Photo: Ada Chan for CASETiFY © 2024
Photo: Ada Chan for CASETiFY © 2024
It’s not merely the immediacy of Danny’s art that appeals to people. The cute characters experience real emotions – depression, anxiety, ennui, sadness – as well as upbeat positivity and sunglasses-wearing bright happiness. It’s been suggested Coolman’s popularity in Hong Kong coincided with the city’s strict Covid-19 response. He talks of validating emotions. “If you don’t cry, the laugh on the other end doesn’t feel so sweet.”

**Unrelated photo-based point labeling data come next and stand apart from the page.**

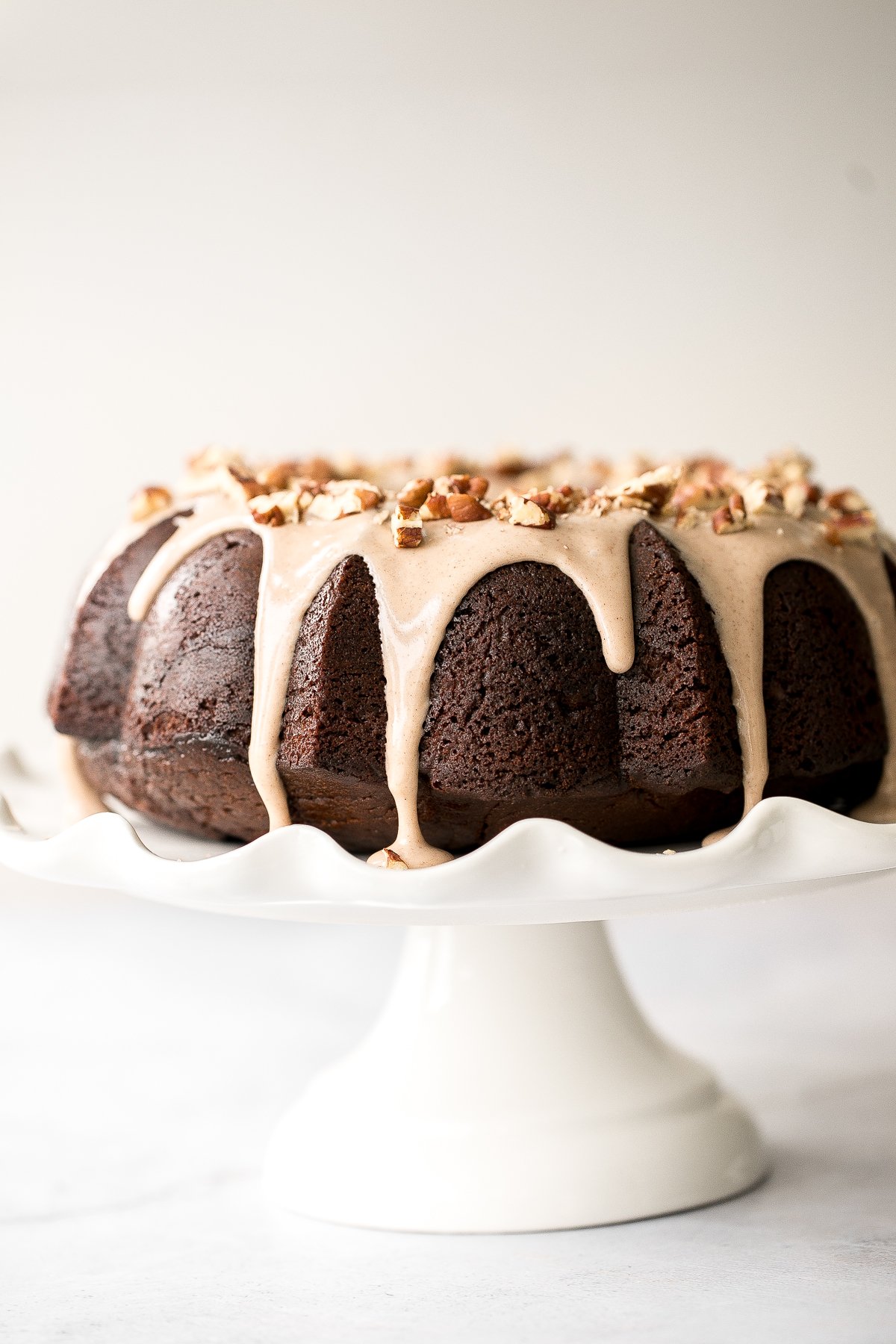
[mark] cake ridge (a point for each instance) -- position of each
(729, 547)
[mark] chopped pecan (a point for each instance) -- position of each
(151, 499)
(527, 512)
(464, 508)
(731, 517)
(435, 507)
(415, 492)
(408, 527)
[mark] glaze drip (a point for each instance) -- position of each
(418, 593)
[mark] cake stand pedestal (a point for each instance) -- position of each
(511, 1082)
(511, 1085)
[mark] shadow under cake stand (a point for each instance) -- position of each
(511, 1082)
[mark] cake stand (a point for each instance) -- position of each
(511, 1082)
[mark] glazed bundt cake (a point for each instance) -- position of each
(414, 670)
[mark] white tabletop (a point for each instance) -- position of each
(148, 1051)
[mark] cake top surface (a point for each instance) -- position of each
(413, 494)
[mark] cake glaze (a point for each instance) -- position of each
(420, 593)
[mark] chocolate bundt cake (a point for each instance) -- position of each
(415, 670)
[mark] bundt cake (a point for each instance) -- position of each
(414, 670)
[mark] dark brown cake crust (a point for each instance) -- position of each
(526, 719)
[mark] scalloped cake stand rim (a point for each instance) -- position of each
(536, 871)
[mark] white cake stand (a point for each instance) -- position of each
(511, 1082)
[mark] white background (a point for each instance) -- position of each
(388, 223)
(373, 226)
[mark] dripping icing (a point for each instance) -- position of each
(418, 593)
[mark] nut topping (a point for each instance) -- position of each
(277, 508)
(526, 512)
(408, 527)
(415, 492)
(435, 507)
(800, 494)
(762, 497)
(464, 508)
(341, 499)
(731, 517)
(151, 500)
(844, 502)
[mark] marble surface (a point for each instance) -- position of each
(148, 1051)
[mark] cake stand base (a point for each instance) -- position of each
(511, 1085)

2022 was the worst year of Danny’s life. “I’ve been very blessed most of my life, but I think that was the first time I saw the true ugly sides of reality.” He continues, “My own beliefs were challenged in their truest form.” What did he do? He doubled down on his own philosophy. “I started looking at my own art, my own animations, as a guide.”

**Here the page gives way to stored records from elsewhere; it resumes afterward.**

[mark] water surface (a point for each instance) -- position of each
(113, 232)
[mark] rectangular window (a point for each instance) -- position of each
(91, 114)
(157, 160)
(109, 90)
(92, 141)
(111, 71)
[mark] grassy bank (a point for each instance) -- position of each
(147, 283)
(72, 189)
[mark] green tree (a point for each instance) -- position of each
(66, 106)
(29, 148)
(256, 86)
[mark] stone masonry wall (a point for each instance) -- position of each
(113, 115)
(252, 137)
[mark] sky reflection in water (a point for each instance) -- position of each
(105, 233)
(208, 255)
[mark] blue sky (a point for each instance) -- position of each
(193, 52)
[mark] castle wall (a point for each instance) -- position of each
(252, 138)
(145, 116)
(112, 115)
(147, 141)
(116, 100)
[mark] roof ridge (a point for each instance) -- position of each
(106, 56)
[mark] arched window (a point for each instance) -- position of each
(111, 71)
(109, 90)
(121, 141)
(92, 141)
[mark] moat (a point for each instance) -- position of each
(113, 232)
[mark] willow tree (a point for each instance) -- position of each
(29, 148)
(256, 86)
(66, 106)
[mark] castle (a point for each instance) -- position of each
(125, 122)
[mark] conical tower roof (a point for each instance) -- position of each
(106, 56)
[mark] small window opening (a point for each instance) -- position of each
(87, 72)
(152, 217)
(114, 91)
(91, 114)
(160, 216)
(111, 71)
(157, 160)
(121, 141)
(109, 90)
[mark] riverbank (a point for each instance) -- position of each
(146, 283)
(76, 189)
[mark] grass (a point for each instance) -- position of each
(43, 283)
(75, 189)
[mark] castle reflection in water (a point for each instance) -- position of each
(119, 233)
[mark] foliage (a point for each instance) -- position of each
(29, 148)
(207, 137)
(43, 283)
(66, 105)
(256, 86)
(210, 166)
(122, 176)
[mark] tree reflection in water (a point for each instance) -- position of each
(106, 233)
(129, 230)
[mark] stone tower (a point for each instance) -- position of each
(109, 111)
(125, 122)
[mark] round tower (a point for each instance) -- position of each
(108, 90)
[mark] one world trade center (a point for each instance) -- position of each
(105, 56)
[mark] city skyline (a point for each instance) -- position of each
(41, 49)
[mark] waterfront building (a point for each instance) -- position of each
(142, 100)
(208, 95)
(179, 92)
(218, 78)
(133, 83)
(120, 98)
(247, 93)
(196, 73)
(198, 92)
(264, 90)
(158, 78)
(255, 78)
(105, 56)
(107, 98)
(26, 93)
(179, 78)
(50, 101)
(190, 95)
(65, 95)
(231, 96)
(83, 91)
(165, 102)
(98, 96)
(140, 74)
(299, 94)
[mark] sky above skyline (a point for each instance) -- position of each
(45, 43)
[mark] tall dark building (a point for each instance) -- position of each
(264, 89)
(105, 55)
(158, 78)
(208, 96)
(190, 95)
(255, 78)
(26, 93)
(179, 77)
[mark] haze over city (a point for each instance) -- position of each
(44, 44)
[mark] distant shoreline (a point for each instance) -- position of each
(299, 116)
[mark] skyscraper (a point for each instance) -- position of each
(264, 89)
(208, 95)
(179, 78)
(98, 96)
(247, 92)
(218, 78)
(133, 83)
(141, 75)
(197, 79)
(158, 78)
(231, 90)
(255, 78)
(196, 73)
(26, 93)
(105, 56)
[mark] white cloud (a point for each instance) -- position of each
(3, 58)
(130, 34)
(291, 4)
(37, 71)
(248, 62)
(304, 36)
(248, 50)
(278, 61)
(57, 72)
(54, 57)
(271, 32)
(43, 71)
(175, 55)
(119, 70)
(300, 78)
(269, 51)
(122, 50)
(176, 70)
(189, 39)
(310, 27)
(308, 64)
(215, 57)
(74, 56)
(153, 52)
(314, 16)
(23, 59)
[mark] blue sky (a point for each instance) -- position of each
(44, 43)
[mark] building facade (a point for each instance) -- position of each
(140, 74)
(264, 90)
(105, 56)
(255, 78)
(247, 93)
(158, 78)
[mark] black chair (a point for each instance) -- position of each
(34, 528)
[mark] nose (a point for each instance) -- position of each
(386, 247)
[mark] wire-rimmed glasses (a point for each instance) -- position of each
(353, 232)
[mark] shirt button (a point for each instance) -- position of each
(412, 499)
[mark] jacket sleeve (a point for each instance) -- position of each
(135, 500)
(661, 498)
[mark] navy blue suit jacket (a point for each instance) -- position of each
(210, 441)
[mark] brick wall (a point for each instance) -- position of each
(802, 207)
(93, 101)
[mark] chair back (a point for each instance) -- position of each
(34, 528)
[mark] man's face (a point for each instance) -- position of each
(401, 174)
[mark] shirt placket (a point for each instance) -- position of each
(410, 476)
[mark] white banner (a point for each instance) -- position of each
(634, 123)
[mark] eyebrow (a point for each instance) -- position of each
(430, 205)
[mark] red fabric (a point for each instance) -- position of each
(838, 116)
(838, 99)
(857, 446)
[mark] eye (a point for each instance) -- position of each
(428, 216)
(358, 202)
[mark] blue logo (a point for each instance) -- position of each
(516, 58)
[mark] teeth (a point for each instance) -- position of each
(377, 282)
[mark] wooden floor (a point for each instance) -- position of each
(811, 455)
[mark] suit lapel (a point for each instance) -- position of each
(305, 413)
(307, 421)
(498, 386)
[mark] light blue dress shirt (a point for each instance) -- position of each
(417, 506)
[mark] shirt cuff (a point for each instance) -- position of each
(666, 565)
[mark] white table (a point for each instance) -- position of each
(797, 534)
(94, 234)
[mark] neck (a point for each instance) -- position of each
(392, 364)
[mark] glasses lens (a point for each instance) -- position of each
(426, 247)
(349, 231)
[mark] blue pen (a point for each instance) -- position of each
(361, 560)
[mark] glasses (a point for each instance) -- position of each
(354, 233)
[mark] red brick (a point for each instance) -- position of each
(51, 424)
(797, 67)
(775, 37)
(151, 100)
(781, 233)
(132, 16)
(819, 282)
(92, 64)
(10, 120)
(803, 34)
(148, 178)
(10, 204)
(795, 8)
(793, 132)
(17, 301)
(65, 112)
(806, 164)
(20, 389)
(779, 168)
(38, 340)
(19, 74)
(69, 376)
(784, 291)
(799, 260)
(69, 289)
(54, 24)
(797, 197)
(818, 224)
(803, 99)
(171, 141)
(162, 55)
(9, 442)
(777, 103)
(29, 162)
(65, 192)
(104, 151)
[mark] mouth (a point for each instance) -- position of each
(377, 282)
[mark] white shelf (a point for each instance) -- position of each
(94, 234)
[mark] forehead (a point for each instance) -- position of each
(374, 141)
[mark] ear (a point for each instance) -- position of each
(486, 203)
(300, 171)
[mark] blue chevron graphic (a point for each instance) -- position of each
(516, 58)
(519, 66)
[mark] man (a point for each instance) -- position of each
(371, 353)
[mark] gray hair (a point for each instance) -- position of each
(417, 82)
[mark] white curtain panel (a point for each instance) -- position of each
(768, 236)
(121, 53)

Collaboration helps him work with a different perspective, “I collaborated with more creatives during that dark period of my life than ever before because I had such a hunger for how other people see the world – the same world that I was looking at, but maybe see how it would change and influence, add a new dimension to my work.” Exploring new depths and angles when working with others is a lesson for us all.
Photo: Ada Chan for CASETiFY © 2024
Another of CASETiFY’s Artist Programme alumni, Messy Desk, a mural artist and illustrator, spoke about what an incredible platform it is for upcoming artists. It’s not just getting your work out there; it’s making personal connections with thousands of people choosing your art to adorn their ever-present phones.
Before signing off this time around, Danny’s been able to drink in some of his work. M+ only opened in 2021, and last year, it saw 2.8 million visitors, making it the most popular museum in Asia. At a pop-up at its Curator Creative Cafe, his characters, following the latest craze from Korea, have been printed on the milk foam of coffees.
Coolman Coffeedan at Curator Creative Café at M+
A final thought, looking over the stunning tower views of Victoria Harbour, thinking about his beloved characters: “I want to do a giant inflatable on the water.” Maybe next year, he muses. With this much energy and enthusiasm, it’s a good probability.